Il Consiglio internazionale del Programma Mab (Man and Biosphere) dell’Unesco ha proclamato due nuovi siti italiani riserve mondiali Unesco: la riserva “Po Grande” fra Emilia Romagna, Lombardia e Veneto, e le Alpi Giulie, in Friuli Venezia Giulia. Lo rende noto il Ministero dell’Ambiente con un comunicato.

L’area mediana del Po è stata perimetrata grazie a un’alleanza tra 85 Comuni, 3 Regioni (Emilia Romagna, Lombardia e Veneto) e 8 Province (Lodi, Piacenza, Cremona, Parma, Reggio Emilia, Mantova, Rovigo e Pavia), che hanno condiviso gli obiettivi del programma Mab basati sulla conservazione, lo sviluppo sostenibile e l’educazione. L’Unesco ha riconosciuto il rilievo di questo nuovo progetto di gestione integrata dell’acqua che si connette ai due già esistenti: Delta del Po e Collina Po.

Per quanto riguarda le Alpi Giulie, il comitato Unesco ha messo in luce la sua specificità: una collocazione territoriale all’incrocio di tre zone biogeografiche e aree culturali, che ha prodotto una ricchissima biodiversità, e il mantenimento di tradizioni popolari, su cui la riserva intende fondare i propri percorsi di sviluppo sostenibile, anche in una logica transfrontaliera con la confinante e omonima riserva slovena.

“Da oggi – commenta il segretario generale dell’Autorià di distretto del Po Meuccio Berselli – i territori che abbiamo messo in rete hanno uno strumento di straordinario valore per migliorare il loro ambiente e renderlo attrattivo in forma collettiva a beneficio comune sia di chi abita questi luoghi suggestivi sia per i migliaia di turisti ed interessati che fino ad ora hanno vissuto habitat, paesaggio e ricchezze culturali e produttive in modo disomogeneo”.
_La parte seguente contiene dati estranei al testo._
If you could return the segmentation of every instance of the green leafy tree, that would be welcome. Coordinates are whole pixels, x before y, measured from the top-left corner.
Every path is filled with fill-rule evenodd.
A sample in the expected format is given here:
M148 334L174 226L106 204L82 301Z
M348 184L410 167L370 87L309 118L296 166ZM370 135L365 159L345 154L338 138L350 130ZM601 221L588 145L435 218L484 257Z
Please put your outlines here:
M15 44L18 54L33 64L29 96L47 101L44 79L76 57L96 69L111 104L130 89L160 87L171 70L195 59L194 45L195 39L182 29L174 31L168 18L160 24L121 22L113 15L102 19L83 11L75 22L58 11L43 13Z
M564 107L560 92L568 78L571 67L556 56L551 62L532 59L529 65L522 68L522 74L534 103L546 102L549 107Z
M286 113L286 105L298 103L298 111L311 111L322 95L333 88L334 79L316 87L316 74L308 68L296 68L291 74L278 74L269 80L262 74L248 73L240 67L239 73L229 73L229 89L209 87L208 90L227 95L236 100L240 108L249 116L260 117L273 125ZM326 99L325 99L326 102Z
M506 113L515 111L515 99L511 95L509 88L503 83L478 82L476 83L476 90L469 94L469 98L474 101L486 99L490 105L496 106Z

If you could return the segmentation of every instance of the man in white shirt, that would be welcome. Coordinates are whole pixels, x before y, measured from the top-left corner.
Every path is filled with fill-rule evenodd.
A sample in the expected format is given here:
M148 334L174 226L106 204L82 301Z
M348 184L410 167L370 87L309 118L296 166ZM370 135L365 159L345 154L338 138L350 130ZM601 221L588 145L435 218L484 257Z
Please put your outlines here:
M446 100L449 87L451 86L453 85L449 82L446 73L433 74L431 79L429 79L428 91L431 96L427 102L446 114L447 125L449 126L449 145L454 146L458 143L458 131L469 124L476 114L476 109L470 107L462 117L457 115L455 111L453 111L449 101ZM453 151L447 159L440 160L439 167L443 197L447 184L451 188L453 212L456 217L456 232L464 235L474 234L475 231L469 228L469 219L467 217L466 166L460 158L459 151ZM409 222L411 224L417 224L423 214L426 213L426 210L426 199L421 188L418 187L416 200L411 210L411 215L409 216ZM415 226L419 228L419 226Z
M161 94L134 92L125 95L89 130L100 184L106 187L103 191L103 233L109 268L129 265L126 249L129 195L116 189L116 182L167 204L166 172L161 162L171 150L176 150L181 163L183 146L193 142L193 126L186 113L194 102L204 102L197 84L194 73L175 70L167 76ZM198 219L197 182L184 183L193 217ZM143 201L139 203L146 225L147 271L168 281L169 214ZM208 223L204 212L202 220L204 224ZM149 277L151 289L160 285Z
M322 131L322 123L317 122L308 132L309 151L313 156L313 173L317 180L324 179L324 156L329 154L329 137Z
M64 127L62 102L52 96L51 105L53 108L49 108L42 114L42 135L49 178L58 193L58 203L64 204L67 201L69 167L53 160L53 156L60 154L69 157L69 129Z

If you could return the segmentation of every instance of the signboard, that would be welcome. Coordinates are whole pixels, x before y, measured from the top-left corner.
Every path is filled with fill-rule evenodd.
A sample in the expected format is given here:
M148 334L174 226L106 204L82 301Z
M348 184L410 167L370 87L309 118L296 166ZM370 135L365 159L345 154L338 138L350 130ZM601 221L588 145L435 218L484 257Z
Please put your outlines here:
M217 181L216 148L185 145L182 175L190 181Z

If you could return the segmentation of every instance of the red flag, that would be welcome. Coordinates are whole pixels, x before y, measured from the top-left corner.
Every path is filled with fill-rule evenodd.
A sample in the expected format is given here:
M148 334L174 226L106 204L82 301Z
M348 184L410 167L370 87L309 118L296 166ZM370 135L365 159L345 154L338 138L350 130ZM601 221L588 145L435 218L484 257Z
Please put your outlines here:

Alla candidatura hanno lavorato il ministero dell’Ambiente, il Governo, le Regioni Veneto, Emilia Romagna e Lombardia, i Comuni, Legambiente Emilia Romagna e università di Parma.

Per Legambiente l’impegno sul Mab è innanzitutto uno sforzo per provare a garantire uno sguardo unitario e politiche comuni ad un ecosistema – quello del Po – che ha caratteristiche omogenee ma che è sempre stato trattato in modo frammentario, a causa delle divisioni amministrative (tra province differenti in regioni differenti).

“Un tesoro prima di tutto naturalistico, con il suo sistema di isole, lanche, golene e spiaggioni. Ma un tesoro conosciuto solo da pochi estimatori. Questo ha significato nel tempo la perdita di opportunità e il fallimento di progetti che avrebbero potuto garantire il miglioramento ambientale, ma anche economico e sociale delle comunità”.

Il Mab – scrive l’associazione – “non rappresenta la costituzione di un’area protetta ma è l’impegno di una comunità a costruire un futuro basato sull’idea di sviluppo sostenibile: agricoltura di qualità a basso uso di chimica, protezione e valorizzazione della biodiversità, turismo lento, gestione ottimale dei rifiuti, politiche avanzate sul clima. Sono alcune delle chiavi di lettura che la comunità del Mab dovrà portare avanti in futuro”.

“Un’attestazione che certifica un territorio dove la biodiversità convive storicamente con l’attività dell’uomo, e dove è stata registrata – tramite il dossier di candidatura – la volontà di proseguire sulla strada dello sviluppo sostenibile. Insomma un ‘marchio’ che premia il mix unico di golene fluviali, produzioni agroalimentari e gioielli artistici, ma anche un impegno politico al miglioramento ambientale. Un impegno tanto più importante se si considera che il Po è il principale fiume italiano ma – diviso com’è in tante regioni – risulta essere spesso dimenticato, poco conosciuto e altrettanto poco valorizzato”.